Question

Which of the following connectives satisfy commutative law?
A. $\wedge $
B. $\vee $
C. $\Leftrightarrow $
D. All of the above

Answer 1

Hint: First we will analyze all the types of connectives and then we will write down the commutative law. After that we will see for each option that whether or not they satisfy the commutative law and then we will get the answer.

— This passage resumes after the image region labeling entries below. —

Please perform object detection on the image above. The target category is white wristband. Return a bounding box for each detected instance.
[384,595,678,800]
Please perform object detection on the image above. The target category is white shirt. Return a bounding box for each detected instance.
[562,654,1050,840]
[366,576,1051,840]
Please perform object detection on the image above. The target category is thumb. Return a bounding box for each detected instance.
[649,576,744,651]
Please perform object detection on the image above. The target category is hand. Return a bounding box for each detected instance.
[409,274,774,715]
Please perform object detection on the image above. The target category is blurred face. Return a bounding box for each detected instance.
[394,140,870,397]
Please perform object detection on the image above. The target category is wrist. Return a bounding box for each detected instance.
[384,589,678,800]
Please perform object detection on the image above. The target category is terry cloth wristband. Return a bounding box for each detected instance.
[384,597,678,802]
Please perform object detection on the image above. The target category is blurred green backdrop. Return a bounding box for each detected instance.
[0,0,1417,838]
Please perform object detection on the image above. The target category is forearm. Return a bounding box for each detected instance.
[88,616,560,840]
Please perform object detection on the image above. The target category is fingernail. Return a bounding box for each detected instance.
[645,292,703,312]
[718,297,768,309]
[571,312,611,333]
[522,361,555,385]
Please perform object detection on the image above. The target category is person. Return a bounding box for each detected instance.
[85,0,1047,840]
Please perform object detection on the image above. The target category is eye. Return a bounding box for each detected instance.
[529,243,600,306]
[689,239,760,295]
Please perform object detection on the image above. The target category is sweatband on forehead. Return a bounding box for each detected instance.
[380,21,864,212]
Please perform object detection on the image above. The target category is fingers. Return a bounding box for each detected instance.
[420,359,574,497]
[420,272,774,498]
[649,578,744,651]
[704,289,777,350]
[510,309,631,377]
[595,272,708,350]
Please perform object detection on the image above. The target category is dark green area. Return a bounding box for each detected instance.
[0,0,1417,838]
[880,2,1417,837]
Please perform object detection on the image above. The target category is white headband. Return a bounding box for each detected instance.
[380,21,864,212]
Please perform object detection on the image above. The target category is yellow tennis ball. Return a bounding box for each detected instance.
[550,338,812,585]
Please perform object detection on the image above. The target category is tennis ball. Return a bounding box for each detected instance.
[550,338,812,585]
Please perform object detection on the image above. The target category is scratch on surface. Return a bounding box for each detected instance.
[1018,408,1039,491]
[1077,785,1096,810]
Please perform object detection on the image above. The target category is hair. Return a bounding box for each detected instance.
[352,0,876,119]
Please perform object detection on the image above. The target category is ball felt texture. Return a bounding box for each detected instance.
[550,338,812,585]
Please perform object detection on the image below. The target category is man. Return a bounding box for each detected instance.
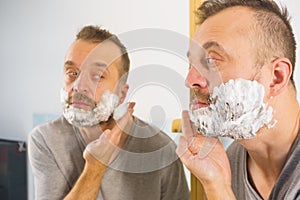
[29,26,188,200]
[177,0,300,199]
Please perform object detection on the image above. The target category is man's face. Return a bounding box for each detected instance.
[63,40,121,111]
[186,7,276,139]
[186,7,268,109]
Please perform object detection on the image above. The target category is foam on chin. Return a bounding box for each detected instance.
[61,89,127,127]
[190,79,276,140]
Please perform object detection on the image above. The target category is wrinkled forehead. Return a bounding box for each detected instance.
[82,41,122,67]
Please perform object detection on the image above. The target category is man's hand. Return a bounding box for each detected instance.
[176,111,234,199]
[83,103,135,166]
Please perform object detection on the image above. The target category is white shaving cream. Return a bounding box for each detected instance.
[61,89,128,127]
[190,79,276,140]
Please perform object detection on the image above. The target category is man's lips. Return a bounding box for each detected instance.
[71,100,92,109]
[191,99,209,110]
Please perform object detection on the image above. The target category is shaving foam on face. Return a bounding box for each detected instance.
[190,79,276,140]
[61,89,124,127]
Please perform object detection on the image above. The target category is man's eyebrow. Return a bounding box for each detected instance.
[93,61,107,67]
[65,60,75,66]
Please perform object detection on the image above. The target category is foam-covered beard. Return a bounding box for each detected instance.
[61,89,128,127]
[190,79,276,140]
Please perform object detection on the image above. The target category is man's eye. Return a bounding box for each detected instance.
[66,71,79,77]
[206,57,216,67]
[93,73,104,81]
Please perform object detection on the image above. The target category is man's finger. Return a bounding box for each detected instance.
[182,110,194,138]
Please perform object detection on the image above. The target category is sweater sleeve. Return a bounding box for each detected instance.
[28,129,70,200]
[161,159,190,200]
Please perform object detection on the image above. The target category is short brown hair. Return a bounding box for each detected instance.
[76,25,130,82]
[196,0,296,86]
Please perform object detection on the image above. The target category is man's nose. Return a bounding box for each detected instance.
[185,66,207,89]
[73,72,89,94]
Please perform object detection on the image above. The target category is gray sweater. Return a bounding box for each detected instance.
[227,133,300,200]
[29,117,189,200]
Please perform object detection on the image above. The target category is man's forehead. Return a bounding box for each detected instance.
[88,41,122,62]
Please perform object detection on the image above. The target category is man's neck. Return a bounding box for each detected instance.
[79,117,116,144]
[241,93,300,199]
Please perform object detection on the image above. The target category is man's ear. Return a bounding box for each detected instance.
[118,84,129,104]
[270,58,293,96]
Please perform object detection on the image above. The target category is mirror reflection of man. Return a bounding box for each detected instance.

Complete step by step answer:
Now we know that logical connectives or logical operators are basically functions of one or more variables, where the variables can be either True or False and the value of the function can be True or False. There are commonly five types of connectives used in mathematics which are as follows:
(i) Negation: The negation of a statement X means that the statement X is not true. The symbol of negation is \[\neg \]. So, you can write \[\neg X\] for Not $X$.
(ii) Conjunction: The conjunction of two statements X and Y means that both the statements are True. The logical symbol for conjunction is $\wedge $ . So, you can write X $\wedge $ Y for X and Y.
(iii) Disjunction: The disjunction of two statements X and Y means that at least one of the statements is True. The logical symbol for disjunction is $\vee $. So, you can write X $\vee $ Y for X OR Y.
(iv) Implication: The implication of two statements X and Y means that Y is True whenever X will be True. The logical symbol for implication is $\Rightarrow $. So, you can write X $\Rightarrow $ Y for X implies Y.
(v) Equivalence: The equivalence of two statements X and Y means that Y is True whenever X will be True and X will be true whenever Y is True. Another way of saying this is that X implies Y and Y implies X. The logical symbol for equivalence is $\Leftrightarrow $. So, you can write X $\Leftrightarrow $ Y for X iff Y.

Now we know that commutative law states the numbers or statements on which we operate can be moved around and it will not make any difference to the answer.
Now that we know about the connectives and commutative law we will take each option and find out which one satisfies the commutative law:
First option is $\wedge $ : Conjunction means AND. We see that here both statements need to be true. $\therefore x\wedge y=y\wedge x$ . Hence (i) satisfy the commutative law.
Second option is $\vee $ : Disjunction means OR. We see that at least one statement need to be true. $\therefore x\vee y=y\vee x$ . Hence (ii) satisfy the commutative law.
Third option is \[\Leftrightarrow \] : Equivalence means iff. We see that statement x will hold only and only if statement y is true. $\therefore x\Leftrightarrow y=y\Leftrightarrow x$ . Hence (iii) satisfy the commutative law.
We see that all three options satisfy the commutative law.

So, the correct answer is “Option D”.

Note: You need not write the whole definition of all the connectives, you can simply define the asked connectives and apply the commutative law and see if they satisfy it or not. The Implication can cause confusion in understanding; it means that statement Y will hold truth whenever X is true that does not apply vice-a-versa.